Lettre du 16 septembre 1861


Ma très chère Elisabeth,

Vous avais-je conté que mon mari projetait de m’emmener aux festivités d’embouteillage du domaine de Monseigneur Van Der Motte ?

L’an passé, ce noble Sir avait planté des ceps venant de loin, soi-disant plus résistants au phylloxéra.
Je vous l’avoue : je le soupçonne de ne pas accorder pleine confiance à ses nouveaux arbustes et, afin de conjurer le sort, de convier une grande assistance bien bruyante, plus efficace pour faire fuir les mauvais esprits - ou les insectes, mais vous m’aviez comprise.

Outrée à l’idée de me mêler à ses pratiques barbares, j’ai cependant dû m’y résoudre sous l’insistance de mon mari. Il a refusé tout net de me laisser seule : « Par pur charité chrétienne ! Je crains pour votre âme que vous ne sachiez guère résister aux appels des plaisirs de la chair », qu’il a argumenté.

Pour cette terrible cérémonie, il se revêtit de son costume brodé. Il se para aussi de son sombrero et de son épée - celle qu’il ne sort que lorsque son ami Federico Veracruz lui rend visite.


Joséphine venait de terminer le remaillage de ses chaussettes. Pour compléter sa tenue, il mit ses bottes, revenues du cordonnier il y a deux jours à peine.

Il ne saura jamais qui du cordonnier ou de ma bonne servante n’a pas bien accompli sa tâche, mais mon bonhomme n’avait pas parcouru une lieue qu’il était tout boiteux.

Quel n’était pas son courroux alors que je le fis assoir sur un banc, près de l’église. Pour le dérider un peu, je lui parlais des moyens extraordinaires de voyager dans le futur, que j’avais découvert sous la plume de mon éminent ami Jules Verne (Vous en ai-je déjà parlé ? Si cela n’en était pas le cas, n’hésitez pas à le mentionner dans votre prochain courrier et je réparerai mon erreur.)

« Vous souhaitez me téléporter » me gueula mon homme. « Allez plutôt quérir un cheval, au lieu de déblatérer vos sottises devant chez le bon Dieu ! »

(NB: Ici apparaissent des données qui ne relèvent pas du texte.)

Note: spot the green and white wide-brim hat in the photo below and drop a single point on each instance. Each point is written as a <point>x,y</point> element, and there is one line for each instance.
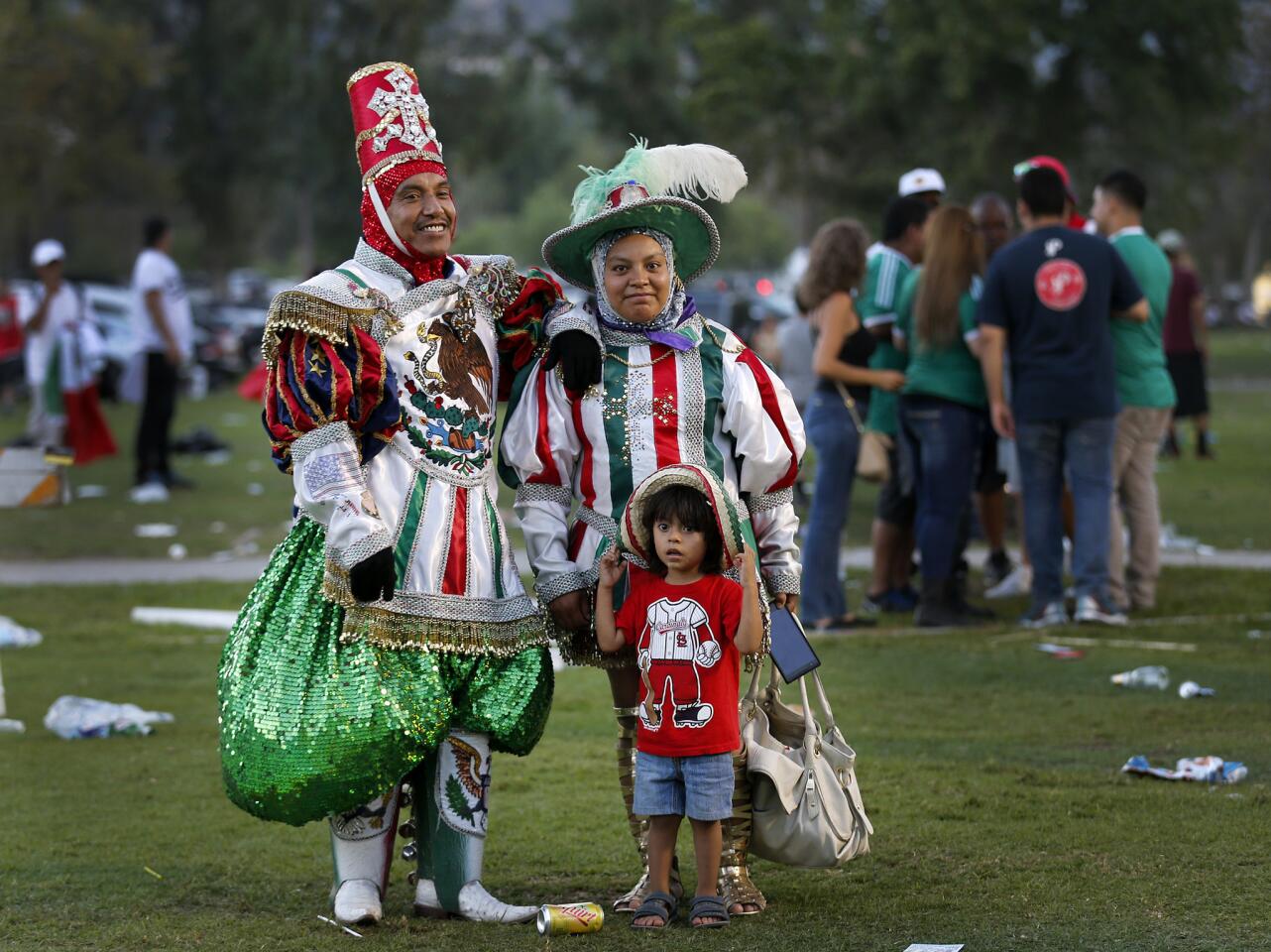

Vu l’humeur maussade de mon gaillard, je m’exécutai. Je partis à la recherche d’un écuyer, que je finis par trouver à l’ombre de l’écurie de l’auberge. Je devrais plutôt dire « que je finis par surprendre », vu le sursaut que produisit mon arrivée sur ce garçon. Il n’avait pas la conscience tranquille, car il ne vaquait pas à ses occupations de laquais : il jouait distraitement avec sa sucette.

Sans me précipiter, je lui expliquai la cause de ma venue. Il était fringant et agréable aux yeux. Il satisfit ma gourmandise en me tendant l’objet que je dégustai à légers coups de langue.

Il rinça ses doigts poisseux dans l’eau d’un seau, puis il harnacha une jument. Quand enfin le jeune homme prêta secours à mon mari, celui-ci le pria de nous ramener à notre demeure et le remercia d’un écu d’or pour ses bons et loyaux services.

Inutile de vous expliquer mon soulagement de ne pas participer à la fête païenne de ce sieur Van Der Motte ! Qui plus est, grâce à un simple picot dans un soulier… J’en ai profité pour terminer la lecture du manuscrit que Jules m’avait confié. Je vous le dis : un jour, son talent sera reconnu ! Mais pour l’instant, j’en jouis pleinement en solitaire.

J’attends impatiemment votre prochaine lettre et vous adresse, ma tendre amie, mes sentiments les plus sincères.